A new study finds that black-tie events are more likely to be advertised in a way that is misleading than white-tie or business events.
The study was conducted by the University of Colorado’s Marketing Research Center.
The report is being released Thursday by the National Association of Black Journalists.
The researchers examined advertisements in magazines, on billboards, and on TV and radio for Black Friday, the biggest shopping day of the year for consumers.
“I think it’s a matter of timing, timing,” said Paul Durbin, an associate professor of communication and public affairs at the University at Buffalo.
“You have an industry that is growing and you have people going out there and buying things.
And you have this big event that’s happening on Black Friday and the next thing you know you’re in the mail.”

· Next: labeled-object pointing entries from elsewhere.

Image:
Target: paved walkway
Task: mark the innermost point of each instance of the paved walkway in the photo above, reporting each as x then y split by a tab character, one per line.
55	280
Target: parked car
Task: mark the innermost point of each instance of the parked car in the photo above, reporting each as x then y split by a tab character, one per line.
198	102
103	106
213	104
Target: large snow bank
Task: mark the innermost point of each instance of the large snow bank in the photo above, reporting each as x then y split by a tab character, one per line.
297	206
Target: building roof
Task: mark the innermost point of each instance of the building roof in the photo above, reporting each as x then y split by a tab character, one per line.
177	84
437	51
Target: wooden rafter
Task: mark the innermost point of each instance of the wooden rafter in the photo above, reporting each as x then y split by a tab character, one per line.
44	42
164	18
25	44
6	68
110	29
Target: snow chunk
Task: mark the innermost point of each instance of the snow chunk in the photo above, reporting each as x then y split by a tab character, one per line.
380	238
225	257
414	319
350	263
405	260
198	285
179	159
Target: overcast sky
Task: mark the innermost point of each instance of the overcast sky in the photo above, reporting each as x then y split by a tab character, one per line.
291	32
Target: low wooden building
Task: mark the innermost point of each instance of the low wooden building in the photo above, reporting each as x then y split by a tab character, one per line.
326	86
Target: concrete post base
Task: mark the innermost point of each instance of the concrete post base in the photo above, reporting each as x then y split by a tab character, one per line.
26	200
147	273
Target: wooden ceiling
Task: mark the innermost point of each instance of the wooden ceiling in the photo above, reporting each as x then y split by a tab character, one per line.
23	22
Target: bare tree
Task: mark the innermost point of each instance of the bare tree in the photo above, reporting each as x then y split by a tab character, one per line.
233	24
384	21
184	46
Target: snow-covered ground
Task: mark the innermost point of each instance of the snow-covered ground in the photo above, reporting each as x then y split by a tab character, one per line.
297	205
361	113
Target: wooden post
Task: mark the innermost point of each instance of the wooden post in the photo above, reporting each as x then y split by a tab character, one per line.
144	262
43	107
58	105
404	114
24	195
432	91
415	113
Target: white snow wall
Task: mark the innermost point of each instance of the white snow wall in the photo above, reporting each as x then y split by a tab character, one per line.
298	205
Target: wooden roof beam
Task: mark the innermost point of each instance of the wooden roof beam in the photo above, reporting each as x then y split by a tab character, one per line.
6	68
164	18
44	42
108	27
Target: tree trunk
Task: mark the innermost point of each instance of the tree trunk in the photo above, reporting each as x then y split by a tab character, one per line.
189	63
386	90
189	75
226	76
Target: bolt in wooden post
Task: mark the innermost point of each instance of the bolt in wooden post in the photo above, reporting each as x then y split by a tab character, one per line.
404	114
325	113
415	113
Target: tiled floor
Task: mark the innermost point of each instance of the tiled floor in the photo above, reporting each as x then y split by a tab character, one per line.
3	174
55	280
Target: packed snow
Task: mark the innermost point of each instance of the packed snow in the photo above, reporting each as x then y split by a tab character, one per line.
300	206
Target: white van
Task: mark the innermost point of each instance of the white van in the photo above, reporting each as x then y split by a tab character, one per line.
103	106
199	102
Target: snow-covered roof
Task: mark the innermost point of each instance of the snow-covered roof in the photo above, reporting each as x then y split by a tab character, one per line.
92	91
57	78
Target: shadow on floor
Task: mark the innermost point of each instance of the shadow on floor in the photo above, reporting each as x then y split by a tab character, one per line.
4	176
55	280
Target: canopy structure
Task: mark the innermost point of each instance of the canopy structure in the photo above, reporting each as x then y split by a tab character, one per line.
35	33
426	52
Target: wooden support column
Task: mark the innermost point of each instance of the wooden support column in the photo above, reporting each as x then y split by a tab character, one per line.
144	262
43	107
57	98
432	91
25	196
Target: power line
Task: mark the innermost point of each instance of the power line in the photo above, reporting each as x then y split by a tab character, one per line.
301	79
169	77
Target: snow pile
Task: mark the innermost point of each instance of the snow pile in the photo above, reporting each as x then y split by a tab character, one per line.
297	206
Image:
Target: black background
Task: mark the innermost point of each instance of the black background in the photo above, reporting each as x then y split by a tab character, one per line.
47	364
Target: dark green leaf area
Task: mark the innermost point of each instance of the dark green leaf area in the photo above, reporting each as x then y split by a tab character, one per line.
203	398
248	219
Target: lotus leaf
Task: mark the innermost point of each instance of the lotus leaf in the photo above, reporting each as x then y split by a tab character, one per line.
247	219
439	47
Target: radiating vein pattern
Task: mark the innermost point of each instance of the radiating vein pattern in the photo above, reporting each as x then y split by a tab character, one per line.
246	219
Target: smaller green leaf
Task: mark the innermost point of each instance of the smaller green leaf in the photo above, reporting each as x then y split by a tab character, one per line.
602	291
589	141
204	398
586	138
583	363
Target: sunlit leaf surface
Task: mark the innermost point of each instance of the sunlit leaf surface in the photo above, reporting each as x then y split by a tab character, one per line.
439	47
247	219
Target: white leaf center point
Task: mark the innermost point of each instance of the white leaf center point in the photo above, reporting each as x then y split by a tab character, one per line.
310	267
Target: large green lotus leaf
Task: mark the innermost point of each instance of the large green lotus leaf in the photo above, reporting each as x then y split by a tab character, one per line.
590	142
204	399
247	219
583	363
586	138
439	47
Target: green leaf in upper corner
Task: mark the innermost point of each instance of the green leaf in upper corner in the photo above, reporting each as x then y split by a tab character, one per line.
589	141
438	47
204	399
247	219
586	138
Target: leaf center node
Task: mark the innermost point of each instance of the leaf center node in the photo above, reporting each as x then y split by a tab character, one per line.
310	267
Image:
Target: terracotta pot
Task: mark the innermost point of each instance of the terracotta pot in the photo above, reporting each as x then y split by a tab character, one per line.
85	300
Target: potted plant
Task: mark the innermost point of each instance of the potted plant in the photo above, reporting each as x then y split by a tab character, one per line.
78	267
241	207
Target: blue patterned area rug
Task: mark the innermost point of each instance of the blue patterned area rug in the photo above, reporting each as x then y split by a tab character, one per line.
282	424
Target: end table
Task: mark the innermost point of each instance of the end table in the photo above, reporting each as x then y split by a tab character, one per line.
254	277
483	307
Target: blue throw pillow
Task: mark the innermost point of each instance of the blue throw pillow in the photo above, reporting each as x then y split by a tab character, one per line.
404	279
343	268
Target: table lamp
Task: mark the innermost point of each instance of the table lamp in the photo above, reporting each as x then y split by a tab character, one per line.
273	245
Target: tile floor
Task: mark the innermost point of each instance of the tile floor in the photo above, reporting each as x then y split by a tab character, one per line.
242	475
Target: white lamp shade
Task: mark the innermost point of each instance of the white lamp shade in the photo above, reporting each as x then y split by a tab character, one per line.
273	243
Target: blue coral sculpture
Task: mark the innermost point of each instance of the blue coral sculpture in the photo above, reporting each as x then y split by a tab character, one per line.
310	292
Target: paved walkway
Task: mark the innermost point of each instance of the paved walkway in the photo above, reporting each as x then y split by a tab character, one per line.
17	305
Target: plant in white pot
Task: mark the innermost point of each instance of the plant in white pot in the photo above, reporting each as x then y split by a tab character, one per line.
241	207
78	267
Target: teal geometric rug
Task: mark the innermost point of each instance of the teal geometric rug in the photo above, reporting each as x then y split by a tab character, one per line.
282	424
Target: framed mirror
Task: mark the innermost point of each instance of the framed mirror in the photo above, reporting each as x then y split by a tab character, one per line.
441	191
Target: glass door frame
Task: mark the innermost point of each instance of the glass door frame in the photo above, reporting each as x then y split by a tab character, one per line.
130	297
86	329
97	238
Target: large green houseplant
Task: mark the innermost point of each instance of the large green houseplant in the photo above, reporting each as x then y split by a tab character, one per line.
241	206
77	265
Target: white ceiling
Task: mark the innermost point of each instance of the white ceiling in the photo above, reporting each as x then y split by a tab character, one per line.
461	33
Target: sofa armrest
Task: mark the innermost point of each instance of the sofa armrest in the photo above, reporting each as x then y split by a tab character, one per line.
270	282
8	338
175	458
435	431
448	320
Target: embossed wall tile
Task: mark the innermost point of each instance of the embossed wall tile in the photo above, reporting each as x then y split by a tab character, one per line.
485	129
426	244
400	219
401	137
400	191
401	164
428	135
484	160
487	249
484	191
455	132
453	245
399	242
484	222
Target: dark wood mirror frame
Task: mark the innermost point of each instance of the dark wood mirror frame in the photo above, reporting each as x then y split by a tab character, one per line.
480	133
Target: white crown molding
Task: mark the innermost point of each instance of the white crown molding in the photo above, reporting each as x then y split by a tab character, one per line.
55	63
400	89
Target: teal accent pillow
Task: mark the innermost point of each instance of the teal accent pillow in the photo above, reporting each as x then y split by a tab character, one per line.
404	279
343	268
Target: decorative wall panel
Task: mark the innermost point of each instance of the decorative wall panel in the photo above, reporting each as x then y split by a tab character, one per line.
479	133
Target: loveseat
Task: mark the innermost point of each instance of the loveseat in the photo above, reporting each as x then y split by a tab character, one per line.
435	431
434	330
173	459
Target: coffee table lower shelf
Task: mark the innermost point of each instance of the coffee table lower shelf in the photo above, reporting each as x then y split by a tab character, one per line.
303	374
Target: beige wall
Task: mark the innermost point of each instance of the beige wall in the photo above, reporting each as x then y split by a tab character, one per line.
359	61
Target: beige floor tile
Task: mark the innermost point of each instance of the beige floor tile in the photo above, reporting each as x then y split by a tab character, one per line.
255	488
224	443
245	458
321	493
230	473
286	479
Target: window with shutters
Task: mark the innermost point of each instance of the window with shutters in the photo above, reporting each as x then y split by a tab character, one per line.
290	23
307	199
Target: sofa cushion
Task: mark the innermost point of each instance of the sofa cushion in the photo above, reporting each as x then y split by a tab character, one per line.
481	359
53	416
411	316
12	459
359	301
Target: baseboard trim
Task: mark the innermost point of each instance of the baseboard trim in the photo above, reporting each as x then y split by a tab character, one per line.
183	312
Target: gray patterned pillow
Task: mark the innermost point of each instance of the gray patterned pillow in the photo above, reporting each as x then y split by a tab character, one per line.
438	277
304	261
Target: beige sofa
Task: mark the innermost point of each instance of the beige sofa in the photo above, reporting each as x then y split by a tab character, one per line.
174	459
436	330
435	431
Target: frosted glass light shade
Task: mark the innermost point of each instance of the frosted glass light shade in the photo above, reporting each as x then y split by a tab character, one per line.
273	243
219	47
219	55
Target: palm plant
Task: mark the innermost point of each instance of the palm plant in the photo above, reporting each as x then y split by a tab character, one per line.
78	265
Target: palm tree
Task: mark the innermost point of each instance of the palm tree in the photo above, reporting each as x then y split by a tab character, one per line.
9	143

A lot of people say they’ve seen ads on Black Fridays that were misleading, and a lot of that could be attributed to timing, Durbins said.
“It’s a lot harder to make people think they’re buying something when you’re delivering an invitation.”
The study’s authors said they were looking for a way to measure misleading ads.
“We were really interested in trying to see if there was a way of measuring how often those ads were misleading,” said James Hirschfeld, who conducted the research.
He said the researchers were surprised to find that Black Friday ads are more common than other major shopping days.
“If you go to any mall in the U.S., you’ll see Black Friday,” he said.
The most recent data from Nielsen shows that Black Fridays have been around since at least 1979.
The Advertising Standards Board of America, which has guidelines for how advertisers can market themselves, says a black-and-white television commercial on Black Tuesday is the most misleading type of advertising.
Durbinos research suggests that Black Thursday, Black Friday will become more common as advertisers focus more on selling products, including apparel.
The research was funded by the advertising industry’s largest trade group, the American Advertising Association.